Table 6 presents the resource utilization and throughput of the proposed design compared to the other TRNG implementation in the FPGA. Based on the post Placement and Route (PAR) analysis, the maximum frequency for this design is 74 MHz. In this experiment, the latency is 16 × 16, because of the initialization of the ring counter as mentioned in
Section 3.1. Therefore, the throughput of the design is calculated as 37 Mbps using Equation (1). From
Table 6, it appears that the RC-based TRNG has the right balance between FPGA resource utilization and its throughput.
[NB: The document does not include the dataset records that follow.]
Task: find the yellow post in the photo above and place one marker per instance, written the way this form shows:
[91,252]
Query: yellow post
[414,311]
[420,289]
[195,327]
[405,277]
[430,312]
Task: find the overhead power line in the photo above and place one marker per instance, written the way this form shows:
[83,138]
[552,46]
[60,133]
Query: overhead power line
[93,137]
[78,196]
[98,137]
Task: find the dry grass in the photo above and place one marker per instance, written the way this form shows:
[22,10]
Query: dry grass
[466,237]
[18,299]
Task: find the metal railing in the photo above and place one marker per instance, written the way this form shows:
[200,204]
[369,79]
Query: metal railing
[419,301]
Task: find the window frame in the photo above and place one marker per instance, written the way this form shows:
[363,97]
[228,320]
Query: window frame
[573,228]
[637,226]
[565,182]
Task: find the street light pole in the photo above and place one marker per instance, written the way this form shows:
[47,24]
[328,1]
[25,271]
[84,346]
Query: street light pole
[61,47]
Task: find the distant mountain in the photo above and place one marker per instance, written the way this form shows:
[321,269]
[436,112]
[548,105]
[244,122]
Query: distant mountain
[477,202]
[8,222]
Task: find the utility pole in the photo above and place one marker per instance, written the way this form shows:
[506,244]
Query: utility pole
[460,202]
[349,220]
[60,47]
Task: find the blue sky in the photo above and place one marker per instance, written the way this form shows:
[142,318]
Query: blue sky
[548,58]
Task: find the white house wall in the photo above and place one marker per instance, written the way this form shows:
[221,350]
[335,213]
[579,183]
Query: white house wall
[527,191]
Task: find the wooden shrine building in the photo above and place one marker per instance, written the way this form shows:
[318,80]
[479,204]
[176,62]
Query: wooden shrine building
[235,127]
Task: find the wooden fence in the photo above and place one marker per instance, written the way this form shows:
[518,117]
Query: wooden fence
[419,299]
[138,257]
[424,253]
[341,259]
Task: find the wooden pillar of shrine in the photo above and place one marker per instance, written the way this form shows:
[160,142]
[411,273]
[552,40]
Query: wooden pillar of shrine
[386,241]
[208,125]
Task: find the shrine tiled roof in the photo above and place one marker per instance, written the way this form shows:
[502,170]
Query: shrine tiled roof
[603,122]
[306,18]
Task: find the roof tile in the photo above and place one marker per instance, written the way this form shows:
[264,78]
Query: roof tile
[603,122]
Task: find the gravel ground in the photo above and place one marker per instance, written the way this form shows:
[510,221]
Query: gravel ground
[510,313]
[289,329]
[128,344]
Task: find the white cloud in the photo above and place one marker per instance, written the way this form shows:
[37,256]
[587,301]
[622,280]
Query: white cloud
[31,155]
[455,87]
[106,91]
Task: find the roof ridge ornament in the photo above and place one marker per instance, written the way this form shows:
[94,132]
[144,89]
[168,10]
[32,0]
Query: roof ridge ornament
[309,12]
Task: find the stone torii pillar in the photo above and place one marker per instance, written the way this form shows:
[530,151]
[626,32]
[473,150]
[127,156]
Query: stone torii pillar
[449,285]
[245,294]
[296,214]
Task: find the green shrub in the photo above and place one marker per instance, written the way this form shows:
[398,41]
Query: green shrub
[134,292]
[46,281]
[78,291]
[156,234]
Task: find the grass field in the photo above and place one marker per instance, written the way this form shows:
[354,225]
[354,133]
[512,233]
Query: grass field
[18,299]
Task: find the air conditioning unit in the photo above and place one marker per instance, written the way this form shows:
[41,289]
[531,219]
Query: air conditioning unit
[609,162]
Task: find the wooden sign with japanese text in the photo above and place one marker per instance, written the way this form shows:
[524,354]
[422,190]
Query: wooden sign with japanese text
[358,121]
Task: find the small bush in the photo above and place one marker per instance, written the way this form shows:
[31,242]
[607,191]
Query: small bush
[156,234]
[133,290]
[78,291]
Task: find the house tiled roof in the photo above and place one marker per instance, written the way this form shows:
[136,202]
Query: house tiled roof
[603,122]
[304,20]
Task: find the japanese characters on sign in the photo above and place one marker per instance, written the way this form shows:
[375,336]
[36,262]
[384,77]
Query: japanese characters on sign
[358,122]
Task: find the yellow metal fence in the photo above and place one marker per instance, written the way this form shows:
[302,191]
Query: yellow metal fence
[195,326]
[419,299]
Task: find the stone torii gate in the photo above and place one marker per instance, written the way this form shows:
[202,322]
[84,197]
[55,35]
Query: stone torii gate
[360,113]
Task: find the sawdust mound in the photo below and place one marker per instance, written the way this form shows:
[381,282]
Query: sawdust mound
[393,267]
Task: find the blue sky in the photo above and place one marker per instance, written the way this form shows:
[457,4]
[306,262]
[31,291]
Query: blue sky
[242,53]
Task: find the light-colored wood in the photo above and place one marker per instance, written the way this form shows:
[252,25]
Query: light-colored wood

The throughput can be increased by increasing the number of ones at the initialization stage of the ring counter. It can be increased up to 0.6 Gbps, when all of the bits on the ring counter are initiated as ones. However, there is a drawback to this. The faster the ring counter overflows the frequency counter, the harder it is for the comparator to see any differences in frequency. It will think that the frequency of the two ring counters are the same and it will generate the same bit every time. For the application of a random number generator, this property is unwanted. However, for the application of a physical unclonable function, this configuration will create a more stable bit generation, which is preferred by many researchers.